The Buenos Aires Stock Exchange stands in Buenos Aires, Argentina. (Photographer: Sarah Pabst/Bloomberg)

Argentine Peso, Bonds Rebound After IMF Pledges ‘Full Support’

(Bloomberg) -- Argentina’s currency crisis eased on Friday as the peso rallied after the International Monetary Fund declared “full support” for a beleaguered government seeking to shore up public finances.

The peso gained 2 percent to 36.85 per dollar at the end of trading in Buenos Aires, and government bonds also pared declines.

The currency still closed the week with a loss of more than 16 percent, after a downward spiral that saw policy makers scrambling for a fix.

The central bank raised its benchmark interest rate to a world-high 60 percent on Thursday. A day earlier, President Mauricio Macri -- who came to power in 2015 promising to return Argentina to normality after more than a decade of left-populist rule -- made a surprise appeal to the IMF, seeking to expedite payments under the record $50 billion credit line agreed in June.

The Fund looks set to oblige, saying that high-level talks will start Tuesday with the aim of “rapidly” submitting a revised lending plan to the IMF board.

‘Huge Difference’

“The IMF headline made a huge difference, assuring the market that they’re standing behind Argentina,” said Roger Horn, senior emerging market desk analyst at SMBC Nikko Securities America.

On Monday, Macri’s government is due to explain how it will trim the country’s budget deficit faster than previously envisaged.
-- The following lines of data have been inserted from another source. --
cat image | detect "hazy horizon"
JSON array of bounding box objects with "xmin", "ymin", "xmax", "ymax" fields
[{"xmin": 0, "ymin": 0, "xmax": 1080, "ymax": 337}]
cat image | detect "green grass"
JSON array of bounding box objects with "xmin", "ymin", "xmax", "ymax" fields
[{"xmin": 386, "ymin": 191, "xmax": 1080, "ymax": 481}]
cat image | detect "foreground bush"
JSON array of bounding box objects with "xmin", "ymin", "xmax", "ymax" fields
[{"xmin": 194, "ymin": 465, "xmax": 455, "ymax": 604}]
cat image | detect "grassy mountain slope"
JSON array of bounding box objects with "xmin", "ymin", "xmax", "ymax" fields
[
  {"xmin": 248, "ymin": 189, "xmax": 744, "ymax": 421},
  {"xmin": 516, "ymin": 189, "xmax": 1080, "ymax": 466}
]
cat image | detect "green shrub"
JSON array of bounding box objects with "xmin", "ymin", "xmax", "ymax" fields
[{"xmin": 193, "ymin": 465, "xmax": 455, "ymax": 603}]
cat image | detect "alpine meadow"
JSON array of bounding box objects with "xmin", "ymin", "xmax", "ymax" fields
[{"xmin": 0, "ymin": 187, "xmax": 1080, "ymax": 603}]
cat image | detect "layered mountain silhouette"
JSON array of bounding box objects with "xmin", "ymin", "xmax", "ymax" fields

Jitters about a lack of detail in Argentina’s fiscal plan contributed to this week’s selloff, which reached peak intensity yesterday when the peso plummeted 12 percent and bond yields soared to the highest since Macri took office.

Yields on Argentina’s 10-year dollar bonds retreated to 10.61 percent on Friday, down 5 basis points.

Creditors have been stiffed eight times since Argentina gained independence from Spain two centuries ago, -- including a major default after the currency crisis of 2001, which also sparked widespread social turmoil and led to some 15 years of left-wing dominance in the country’s politics.

Treasury Minister Nicolas Dujovne told reporters that the government on Monday will release its plan for a “substantially lower” deficit target for 2019, bringing the primary deficit -- which excludes interest payments on debt -- below 1.3 percent of GDP. Dujovne will then travel to Washington to meet with IMF officials including Managing Director Christine Lagarde.

The central bank also helped to steady investor nerves on Friday, selling $250 million in the foreign-exchange market to shore up the peso.

By the end of the week, Greylock Capital Management was describing the selloff as “somewhat of a blip” given the international support that materialized for Argentina -- and suggesting that it’s not a bad time to add exposure.

Horn, at SMBC Nikko, was more cautious. Friday’s respite “doesn’t mean we’re out of the woods yet,” he said. “A lot of investors have just taken some painful hits marking down bond positions. So it will take some time to see if sentiment can change.”